This gaiety was in Princess Henrietta's blood. Was she not a granddaughter of Henry IV, that great lover of pleasure?

So these two children ignored the death-traps which lay under their feet, those oubliettes which had swallowed up so many men and women. They did not see the ghosts that others saw gliding along the passages, which led to mysterious chambers, down narrow staircases, ending they knew not where. They did not care. They would escape from Patience and play their games of hide-and-seek and touch-wood, their cries of childish joy ringing through the corridors and starting the echoes. Men would smile at them, and women shake their heads, but no one bade them be silent. Sometimes even the king in the distance heard them and would smile. "That is the wild Henrietta and her companion," he would say.

"Shall they be silenced, sire?" asked a courtier once.

"Nay, nay; it is good for them to laugh," he answered. "Their weeping days will come. It were a sin to silence them."

On this day, when the princess and Agnes were sent forth from the king's presence, they took refuge with Patience, and, curling themselves up on the window-sill, began to talk.

"I wonder if we shall have as good a time in England as we have had here!" said Agnes. "I feel as if I were going to lose you, Princess. You will be a great lady at court, and I am only a child and nobody. I wonder what this England is like! I have heard that the sun shines but little there. I do not feel much love for it or for the people. I never can forget that they killed their king, your father."

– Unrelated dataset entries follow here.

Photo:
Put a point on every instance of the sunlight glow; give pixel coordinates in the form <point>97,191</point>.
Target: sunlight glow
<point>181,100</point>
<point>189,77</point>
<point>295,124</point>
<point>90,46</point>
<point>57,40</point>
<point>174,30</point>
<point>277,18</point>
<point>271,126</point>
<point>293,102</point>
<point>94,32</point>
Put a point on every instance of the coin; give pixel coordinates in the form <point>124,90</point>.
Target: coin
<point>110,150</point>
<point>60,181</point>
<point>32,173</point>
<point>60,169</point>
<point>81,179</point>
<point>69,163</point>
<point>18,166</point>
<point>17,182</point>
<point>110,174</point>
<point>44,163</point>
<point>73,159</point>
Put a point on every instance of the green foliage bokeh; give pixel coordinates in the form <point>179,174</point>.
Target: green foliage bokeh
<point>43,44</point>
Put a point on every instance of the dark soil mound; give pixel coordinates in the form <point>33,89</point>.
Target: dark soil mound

"If I cannot forget, I shall have to make believe I can," said Henrietta; "but as to what England is like, I know no more than you do," she added. "I was brought over from England just as you were, an infant in swaddling clothes, by my dear Lady Dalkeith, so we are equal there."

"Except that you know who you are, but I am only Agnes Beaumont, with neither father nor mother, nor kith nor kin, no one save Patience to care for me."

"We care for you, my mother and I," said the princess, drawing the child closer to her. "What more do you want?"

"Never to leave you," said the child passionately. "I would be your handmaid, your servant." And, as if a sudden fear had taken hold on her, she clung to the princess.